Google is about to release Gemini, a multimodal language model that could challenge OpenAI's GPT-4. But OpenAI is reportedly preparing a fitting response.
According to The Information, OpenAI is preparing to roll out GPT-4's image understanding feature. This multimodal capability was introduced at GPT-4's unveiling and was a major aspect of the presentation. A demo in which GPT-4 generated web page code based solely on a drawing of a web page generated some buzz.
However, aside from a few test users and select applications, this image understanding is not yet available to regular GPT-4 users. According to a July report in the New York Times, OpenAI is concerned that the feature could be misused for things like facial recognition. OpenAI has blocked descriptions of people in the "Be my Eyes" visual aid app.
OpenAI's answers to Gemini: GPT-Vision and Gobi
With Google's planned release of its Gemini multimodal AI model this fall, OpenAI is reportedly looking to make image understanding more widely available under the name "GPT-Vision". This would open up a number of new image-based applications for GPT-4, such as generating text to match images.
There are also rumors that DALL-E 3, which is also under development, could be integrated into ChatGPT or GPT-4. A combination of the new image tool with the announcement of GPT-Vision seems plausible. The first images presumably generated by DALL-E 3 show great progress compared to DALL-E 2.
The new features for GPT-4 could be unveiled at OpenAI's one-day developer conference on November 6. OpenAI CEO Sam Altman announced that there will be "great stuff," though not as big as GPT-4.5 or GPT-5.

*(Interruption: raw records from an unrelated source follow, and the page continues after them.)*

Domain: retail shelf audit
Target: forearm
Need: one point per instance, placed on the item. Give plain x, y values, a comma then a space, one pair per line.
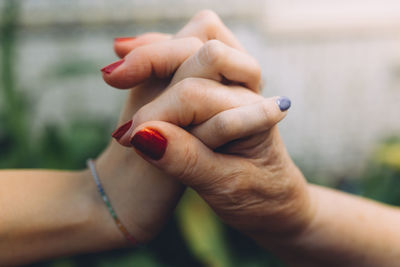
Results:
346, 231
45, 214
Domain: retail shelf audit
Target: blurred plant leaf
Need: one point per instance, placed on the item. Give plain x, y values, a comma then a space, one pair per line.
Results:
203, 231
389, 154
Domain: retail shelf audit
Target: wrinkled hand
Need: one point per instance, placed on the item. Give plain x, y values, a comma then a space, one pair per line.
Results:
142, 195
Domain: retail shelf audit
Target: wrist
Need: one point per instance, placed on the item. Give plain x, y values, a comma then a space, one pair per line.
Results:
141, 196
294, 215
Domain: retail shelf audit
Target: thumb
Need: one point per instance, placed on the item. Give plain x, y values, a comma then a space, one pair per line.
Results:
179, 154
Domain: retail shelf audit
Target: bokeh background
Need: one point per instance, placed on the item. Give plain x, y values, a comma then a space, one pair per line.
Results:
339, 62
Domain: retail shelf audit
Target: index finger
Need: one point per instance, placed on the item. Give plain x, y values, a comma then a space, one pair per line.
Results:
206, 25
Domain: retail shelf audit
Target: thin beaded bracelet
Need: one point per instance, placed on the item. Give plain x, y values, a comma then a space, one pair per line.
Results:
117, 221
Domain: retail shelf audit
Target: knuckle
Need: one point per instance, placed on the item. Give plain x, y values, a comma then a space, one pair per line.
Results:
210, 22
188, 169
206, 15
188, 90
226, 127
212, 52
194, 41
257, 71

Specifically, the company is talking about "new tools" it wants to show. So GPT-Vision and DALL-E 3 would still be in the running, and the timing would be right to counter Google. DALL-E 2 needs an update anyway, as tools like Midjourney, Stable Diffusion, or Ideogram are way ahead.
According to The Information, OpenAI is also considering a new AI model, codenamed "Gobi," which is designed to be multimodal from the start. Training for Gobi has not yet begun, and there is a chance it could become GPT-5.